Дэмиен. Интуит. Том 1 (СИ) - Янтарный Дмитрий. Страница 17
— Ну для начала, — начал Мираэль, порядком обескураженный таким превентивным отпором, — совать в чужие дела свой нос — это некрасиво.
— В данном случае не согласен, — возразил я, — никто не заставлял его хвастаться своими познаниями, он сам дал мне повод задать эти вопросы.
— Это не имеет большого значения, — сердито сказала Миариали, подходя ко мне почти вплотную, — учитывая, что некоторые воспоминания не очень-то хочется тревожить.
— То есть по — твоему, — я повернул к ней голову, — отрицание — это выход? Позволь разубедить тебя — это не так. Отрицая, можно лишь притупить боль, но не убрать её. Единственный выход — это признание.
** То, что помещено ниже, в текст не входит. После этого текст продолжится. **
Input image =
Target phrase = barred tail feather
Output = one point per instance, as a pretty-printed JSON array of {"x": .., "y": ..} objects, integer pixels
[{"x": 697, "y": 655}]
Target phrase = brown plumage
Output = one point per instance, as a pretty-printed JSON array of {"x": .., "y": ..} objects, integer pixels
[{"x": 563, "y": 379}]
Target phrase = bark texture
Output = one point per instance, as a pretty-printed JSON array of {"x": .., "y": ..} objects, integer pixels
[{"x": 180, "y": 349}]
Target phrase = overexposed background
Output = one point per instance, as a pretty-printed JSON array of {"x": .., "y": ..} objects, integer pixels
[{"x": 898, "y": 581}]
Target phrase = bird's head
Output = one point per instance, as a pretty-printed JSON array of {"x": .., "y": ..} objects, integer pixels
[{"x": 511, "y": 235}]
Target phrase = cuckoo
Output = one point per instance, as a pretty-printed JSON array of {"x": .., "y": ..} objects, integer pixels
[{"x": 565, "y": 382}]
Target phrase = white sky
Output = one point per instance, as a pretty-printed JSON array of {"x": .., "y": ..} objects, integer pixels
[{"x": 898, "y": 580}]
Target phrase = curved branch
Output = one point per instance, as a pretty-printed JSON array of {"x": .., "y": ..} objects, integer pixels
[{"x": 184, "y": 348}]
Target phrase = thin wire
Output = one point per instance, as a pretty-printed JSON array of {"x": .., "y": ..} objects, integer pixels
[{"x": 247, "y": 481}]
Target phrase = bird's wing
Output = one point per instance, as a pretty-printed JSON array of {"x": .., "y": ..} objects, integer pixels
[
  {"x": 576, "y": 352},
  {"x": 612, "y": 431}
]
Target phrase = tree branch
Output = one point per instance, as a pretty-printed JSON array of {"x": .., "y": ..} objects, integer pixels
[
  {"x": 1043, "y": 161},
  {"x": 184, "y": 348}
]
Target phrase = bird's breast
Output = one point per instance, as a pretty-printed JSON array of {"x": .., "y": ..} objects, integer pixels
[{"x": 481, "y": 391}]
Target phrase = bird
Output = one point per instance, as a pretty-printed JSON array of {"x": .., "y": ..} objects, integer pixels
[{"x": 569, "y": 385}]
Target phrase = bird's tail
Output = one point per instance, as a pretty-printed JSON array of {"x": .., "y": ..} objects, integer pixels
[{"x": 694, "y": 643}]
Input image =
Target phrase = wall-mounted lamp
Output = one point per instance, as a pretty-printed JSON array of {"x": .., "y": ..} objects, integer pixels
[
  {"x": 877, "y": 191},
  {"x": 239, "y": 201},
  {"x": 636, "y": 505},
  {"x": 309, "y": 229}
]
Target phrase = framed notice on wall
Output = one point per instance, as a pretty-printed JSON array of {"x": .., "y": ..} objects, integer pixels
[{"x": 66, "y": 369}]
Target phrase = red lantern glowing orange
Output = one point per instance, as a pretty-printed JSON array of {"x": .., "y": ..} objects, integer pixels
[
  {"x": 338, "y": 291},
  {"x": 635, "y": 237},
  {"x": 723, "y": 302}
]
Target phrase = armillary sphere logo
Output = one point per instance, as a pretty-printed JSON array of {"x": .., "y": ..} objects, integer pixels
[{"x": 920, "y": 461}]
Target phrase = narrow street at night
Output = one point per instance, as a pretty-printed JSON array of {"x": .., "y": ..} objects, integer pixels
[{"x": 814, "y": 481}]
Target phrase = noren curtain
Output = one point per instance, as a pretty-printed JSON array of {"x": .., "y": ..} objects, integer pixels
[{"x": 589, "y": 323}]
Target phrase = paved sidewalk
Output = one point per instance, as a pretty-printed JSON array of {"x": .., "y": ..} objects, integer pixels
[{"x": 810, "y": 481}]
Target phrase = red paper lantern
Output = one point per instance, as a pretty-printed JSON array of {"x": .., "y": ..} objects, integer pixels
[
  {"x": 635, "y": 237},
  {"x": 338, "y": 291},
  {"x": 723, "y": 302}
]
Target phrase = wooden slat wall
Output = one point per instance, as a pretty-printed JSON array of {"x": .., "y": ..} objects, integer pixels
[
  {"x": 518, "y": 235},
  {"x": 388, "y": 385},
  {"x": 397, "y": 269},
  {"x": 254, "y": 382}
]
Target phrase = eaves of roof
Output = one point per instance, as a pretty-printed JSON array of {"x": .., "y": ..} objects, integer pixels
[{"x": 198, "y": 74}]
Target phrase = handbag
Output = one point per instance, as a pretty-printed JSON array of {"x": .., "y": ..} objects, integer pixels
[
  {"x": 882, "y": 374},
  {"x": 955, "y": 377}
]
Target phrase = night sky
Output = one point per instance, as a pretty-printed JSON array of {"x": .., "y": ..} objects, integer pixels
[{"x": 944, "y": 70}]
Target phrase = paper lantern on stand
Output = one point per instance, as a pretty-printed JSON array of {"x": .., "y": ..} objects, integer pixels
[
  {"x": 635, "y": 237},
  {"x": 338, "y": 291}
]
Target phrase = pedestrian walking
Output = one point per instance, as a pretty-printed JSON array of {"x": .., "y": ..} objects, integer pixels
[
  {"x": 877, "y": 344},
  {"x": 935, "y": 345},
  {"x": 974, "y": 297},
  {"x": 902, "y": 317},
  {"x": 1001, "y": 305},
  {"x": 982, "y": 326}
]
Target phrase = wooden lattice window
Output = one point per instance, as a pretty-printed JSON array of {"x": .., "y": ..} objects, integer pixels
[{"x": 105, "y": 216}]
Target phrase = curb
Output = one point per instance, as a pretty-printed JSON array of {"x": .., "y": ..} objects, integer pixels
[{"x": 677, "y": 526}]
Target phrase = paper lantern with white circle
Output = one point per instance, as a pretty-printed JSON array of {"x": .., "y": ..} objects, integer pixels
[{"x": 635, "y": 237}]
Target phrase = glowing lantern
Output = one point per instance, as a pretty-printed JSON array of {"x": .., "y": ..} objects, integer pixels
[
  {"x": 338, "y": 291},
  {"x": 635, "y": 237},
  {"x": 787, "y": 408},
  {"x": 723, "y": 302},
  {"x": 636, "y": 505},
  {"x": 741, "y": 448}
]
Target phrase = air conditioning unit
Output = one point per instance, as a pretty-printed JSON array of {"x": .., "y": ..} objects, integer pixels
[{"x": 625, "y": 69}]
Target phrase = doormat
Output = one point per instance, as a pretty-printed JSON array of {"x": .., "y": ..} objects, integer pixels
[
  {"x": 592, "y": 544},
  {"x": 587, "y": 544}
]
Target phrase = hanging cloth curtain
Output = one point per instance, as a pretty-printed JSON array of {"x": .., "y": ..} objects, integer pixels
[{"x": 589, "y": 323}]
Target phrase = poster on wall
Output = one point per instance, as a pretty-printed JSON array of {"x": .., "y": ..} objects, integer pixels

Если не верите — спросите меня о чем-нибудь.
— Тебе приходилось убивать? — наши с Миа лица разделяло не больше десяти сантиметров. Что ж, наверное, это честно. Почти наверняка Миа использовала свои способности и вытащила уже мои не самые счастливые воспоминания, позволяя провести сравнительный анализ на собственной шкуре. Теперь придётся идти до конца.
— Да, — выдохнул я.
Все остальные, даже вампир, посмотрели на меня с новым, удивлённым взглядом. Их можно понять: я мало похожу на убийцу. Впрочем, убийцы вообще редко на себя походят.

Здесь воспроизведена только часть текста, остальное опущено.